On May 2, 2012, Lawrence Mishel and Natalie Sabadish of the Economic Policy Institute write about how executive compansation and financial-sector pay have fueled income inequality.
Growing income inequality has a number of sources, but a distinct aspect of rising inequality in the United States is the wage gap between the very highest earners—those in the upper 1.0 percent or even upper 0.1 percent—and other earners, including other high-wage earners. Driving this ever-widening gap is the unequal growth in earnings enjoyed by those at the top. The average annual earnings of the top 1 percent of wage earners grew 156 percent from 1979 to 2007; for the top 0.1 percent they grew 362 percent (Mishel, Bivens, Gould, and Shierholz 2012). In contrast, earners in the 90th to 95th percentiles had wage growth of 34 percent, less than a tenth as much as those in the top 0.1 percent tier. Workers in the bottom 90 percent had the weakest wage growth, at 17 percent from 1979 to 2007.

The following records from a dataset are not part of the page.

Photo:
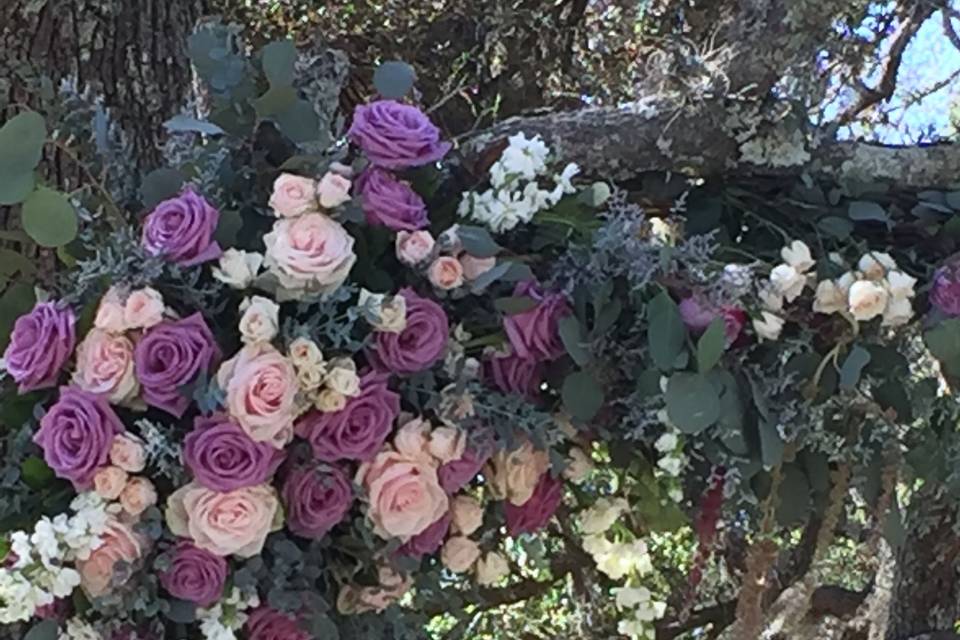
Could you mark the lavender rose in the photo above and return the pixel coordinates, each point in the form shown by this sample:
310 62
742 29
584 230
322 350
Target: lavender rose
395 135
390 202
945 293
316 499
534 333
222 456
420 344
169 356
76 434
358 431
40 344
534 514
181 230
429 540
195 575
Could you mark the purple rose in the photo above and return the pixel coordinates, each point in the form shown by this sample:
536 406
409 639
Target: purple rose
420 344
181 230
945 292
40 344
427 541
195 575
76 434
358 431
316 499
534 514
395 135
169 356
534 333
513 374
223 457
390 202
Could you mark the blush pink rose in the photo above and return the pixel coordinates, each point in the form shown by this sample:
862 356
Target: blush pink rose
446 273
120 544
233 523
105 366
261 388
414 247
404 494
293 196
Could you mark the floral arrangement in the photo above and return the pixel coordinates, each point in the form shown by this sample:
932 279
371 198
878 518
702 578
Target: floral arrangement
386 384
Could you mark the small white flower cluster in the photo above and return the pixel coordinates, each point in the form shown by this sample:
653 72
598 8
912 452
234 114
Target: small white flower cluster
876 288
224 619
39 573
515 195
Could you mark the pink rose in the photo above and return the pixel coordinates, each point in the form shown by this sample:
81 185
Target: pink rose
120 544
261 387
333 190
143 309
127 452
474 267
404 494
236 522
105 366
414 247
446 273
293 196
312 253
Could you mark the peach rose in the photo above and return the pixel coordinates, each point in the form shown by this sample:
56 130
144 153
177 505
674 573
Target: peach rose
119 544
414 247
293 196
459 553
236 522
514 474
138 496
261 387
105 366
474 267
309 254
127 452
109 481
143 309
333 190
446 273
404 494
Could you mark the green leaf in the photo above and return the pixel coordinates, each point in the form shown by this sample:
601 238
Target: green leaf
665 331
394 79
692 402
581 394
711 345
49 218
572 335
853 365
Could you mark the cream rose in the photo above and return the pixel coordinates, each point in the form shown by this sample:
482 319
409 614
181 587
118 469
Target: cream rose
260 320
459 553
514 474
105 366
309 254
404 494
414 247
293 196
232 523
261 388
446 273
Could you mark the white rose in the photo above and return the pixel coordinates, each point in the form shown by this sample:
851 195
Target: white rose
768 326
459 553
867 299
491 568
238 268
797 255
788 281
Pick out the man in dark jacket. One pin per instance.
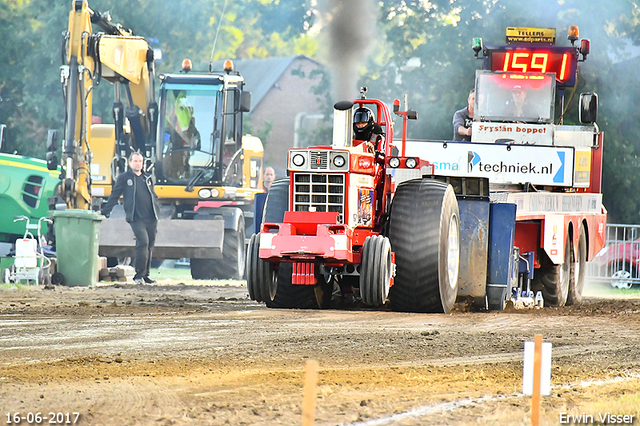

The large increase in wage inequality is one of the main drivers of the large upward distribution of household income to the top 1 percent, the others being the rising inequality of capital income and the growing share of income going to capital rather than wages and compensation (Mishel and Bivens 2011). The result of these three trends was a more than doubling of the share of total income in the United States received by the top 1 percent between 1979 and 2007 and a large increase in the income gap between those at the top and the vast majority. In 2007, average annual incomes of the top 1 percent of households were 42 times greater than incomes of the bottom 90 percent (up from 14 times greater in 1979), and incomes of the top 0.1 percent were 220 times greater (up from 47 times greater in 1979).
Just as wage inequality is a key driver of income inequality, a key driver of wage inequality is the growth of chief executive officer earnings and compensation and the expansion of and high compensation in the financial sector.